In her book, “Eat, Pray, Love”, Elizabeth Gilbert is spending several months living on the Indonesian island of Bali, as a part of a year-long experience of self-discovery. As she’s beginning her time amongst the Balinese, she realizes that there are 2 questions that are always asked when someone of the Balinese culture meets someone else:
“Where are you going?” and “Where are you coming from?”
Asking these questions, Gilbert says, helps the Balinese people to locate you, to see where you stand on their grid of comfort and security. The worst thing you can do, she says, is to answer either of those questions, “I don’t know”, because of the disorienting distress that answer might bring on.
Though we in our culture are much more likely to comfortably say that we have no idea where we are coming from and where we’re going, we also ask those questions of one another. But maybe our questions are more along the lines of, “What are your future plans?” and “What kind of dysfunctional family did you come from?”
Alright, I guess we don’t really say the second one out loud… but it’s become important for many of us to look back into our family histories to learn more about ourselves and what makes us tick. Unquestionably, it’s been a gift to many searching souls to ask, “Where did I come from?” in order to answer the real biggie, “And where am I going?”
But we know so well… every gift has its backside. Or every good idea can be taken too far. And some end up so stymied by what they find in the past that they can’t find their way to the future. Or even to the present.
Today’s Bible passage (click on the title to find the link) about God’s ancient press secretary, wildman Ezekiel, shows us that this reality is nothing new. When God’s people of old were taken from their beloved hometowns to the land of hated superpower Babylon, it was understood that the reason their country was defeated is that people screwed up and everyone was living the consequences of those mistakes. As the next generation was growing up, they felt trapped in the web of their parents’ sins. Our parents ate the bad apples, and we get a stomach ache. IT’S NOT FAIR!
Ezekiel’s got some hard words for the people. But in the end, they’re good news words. Yes, your parents made a bad investment and lost the farm. But you’ve also made some stupid mistakes. Look at your own behavior for a change. That may hurt like hell, but at least you can make some choices, if you dare to look honestly at your life. You can choose to turn toward God. Sulking is not your only choice.
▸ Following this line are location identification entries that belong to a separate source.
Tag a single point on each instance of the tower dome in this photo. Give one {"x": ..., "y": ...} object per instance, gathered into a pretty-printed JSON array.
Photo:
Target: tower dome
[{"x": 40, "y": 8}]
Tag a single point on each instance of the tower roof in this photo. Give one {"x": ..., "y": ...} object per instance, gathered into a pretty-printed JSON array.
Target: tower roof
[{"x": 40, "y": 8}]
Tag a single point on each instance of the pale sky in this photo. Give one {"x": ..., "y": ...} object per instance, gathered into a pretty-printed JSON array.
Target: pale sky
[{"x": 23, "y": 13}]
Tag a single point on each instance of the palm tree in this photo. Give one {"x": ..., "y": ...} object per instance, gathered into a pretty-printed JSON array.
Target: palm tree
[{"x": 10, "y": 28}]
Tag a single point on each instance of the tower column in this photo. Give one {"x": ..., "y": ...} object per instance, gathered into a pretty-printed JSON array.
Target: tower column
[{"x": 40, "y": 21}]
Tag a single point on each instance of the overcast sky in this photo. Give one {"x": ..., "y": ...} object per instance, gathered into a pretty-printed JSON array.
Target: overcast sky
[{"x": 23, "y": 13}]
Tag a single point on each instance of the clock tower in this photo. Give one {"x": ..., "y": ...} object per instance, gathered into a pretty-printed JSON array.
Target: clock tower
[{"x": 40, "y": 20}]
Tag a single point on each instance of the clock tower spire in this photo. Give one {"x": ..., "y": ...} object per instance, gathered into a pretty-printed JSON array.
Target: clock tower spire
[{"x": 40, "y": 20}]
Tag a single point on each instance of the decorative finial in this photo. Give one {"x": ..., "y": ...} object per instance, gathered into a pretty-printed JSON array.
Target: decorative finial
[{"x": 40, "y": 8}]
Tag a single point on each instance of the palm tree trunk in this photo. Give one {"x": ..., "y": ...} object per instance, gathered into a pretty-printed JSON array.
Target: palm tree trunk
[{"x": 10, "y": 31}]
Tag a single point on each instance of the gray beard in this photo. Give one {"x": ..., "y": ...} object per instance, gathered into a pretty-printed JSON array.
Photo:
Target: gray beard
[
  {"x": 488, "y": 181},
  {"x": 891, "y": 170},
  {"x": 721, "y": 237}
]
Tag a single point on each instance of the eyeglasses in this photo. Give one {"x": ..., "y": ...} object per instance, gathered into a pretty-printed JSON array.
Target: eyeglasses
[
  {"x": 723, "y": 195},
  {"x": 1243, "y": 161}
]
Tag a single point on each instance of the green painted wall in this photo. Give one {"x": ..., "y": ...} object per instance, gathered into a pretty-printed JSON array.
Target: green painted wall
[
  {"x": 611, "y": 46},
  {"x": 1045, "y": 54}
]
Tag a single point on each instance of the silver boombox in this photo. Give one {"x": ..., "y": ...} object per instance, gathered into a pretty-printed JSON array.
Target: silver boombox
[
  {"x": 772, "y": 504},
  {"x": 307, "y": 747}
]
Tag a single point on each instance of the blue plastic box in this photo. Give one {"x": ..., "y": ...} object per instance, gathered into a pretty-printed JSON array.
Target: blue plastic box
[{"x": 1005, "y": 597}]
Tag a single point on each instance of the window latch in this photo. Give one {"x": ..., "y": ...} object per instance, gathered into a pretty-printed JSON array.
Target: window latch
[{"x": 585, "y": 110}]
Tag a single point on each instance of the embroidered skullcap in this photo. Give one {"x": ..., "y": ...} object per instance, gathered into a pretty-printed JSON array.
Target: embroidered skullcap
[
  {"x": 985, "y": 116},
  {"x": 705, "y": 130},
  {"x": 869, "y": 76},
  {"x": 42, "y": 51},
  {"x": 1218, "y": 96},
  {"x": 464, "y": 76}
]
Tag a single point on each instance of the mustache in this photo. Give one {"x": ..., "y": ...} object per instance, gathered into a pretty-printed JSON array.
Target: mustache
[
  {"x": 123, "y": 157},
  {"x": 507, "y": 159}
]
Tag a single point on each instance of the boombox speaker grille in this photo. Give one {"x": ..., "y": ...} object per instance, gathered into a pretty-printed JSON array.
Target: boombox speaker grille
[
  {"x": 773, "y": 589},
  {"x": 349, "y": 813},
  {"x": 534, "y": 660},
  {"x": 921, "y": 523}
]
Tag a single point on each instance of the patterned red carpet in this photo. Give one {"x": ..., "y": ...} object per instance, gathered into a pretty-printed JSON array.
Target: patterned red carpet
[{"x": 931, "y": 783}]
The God you turn toward isn’t looking back. This God’s looking at you right now, for who you are in this minute, not for who you were or who you will be. And this God wants to give you life.
It’s plenty hard to take responsibility for your actions and make big changes. Downright impossible to keep it up. We can’t do it alone. We need God to love us into each new day. We need God’s people to hold us up and keep us strong.
Like Elizabeth Gilbert said of the Balinese, we need a grid to stand on, a community to help locate us. But most of all we need a God who takes us seriously in the moment, forgiving us, graciously turning us around, again and again and again.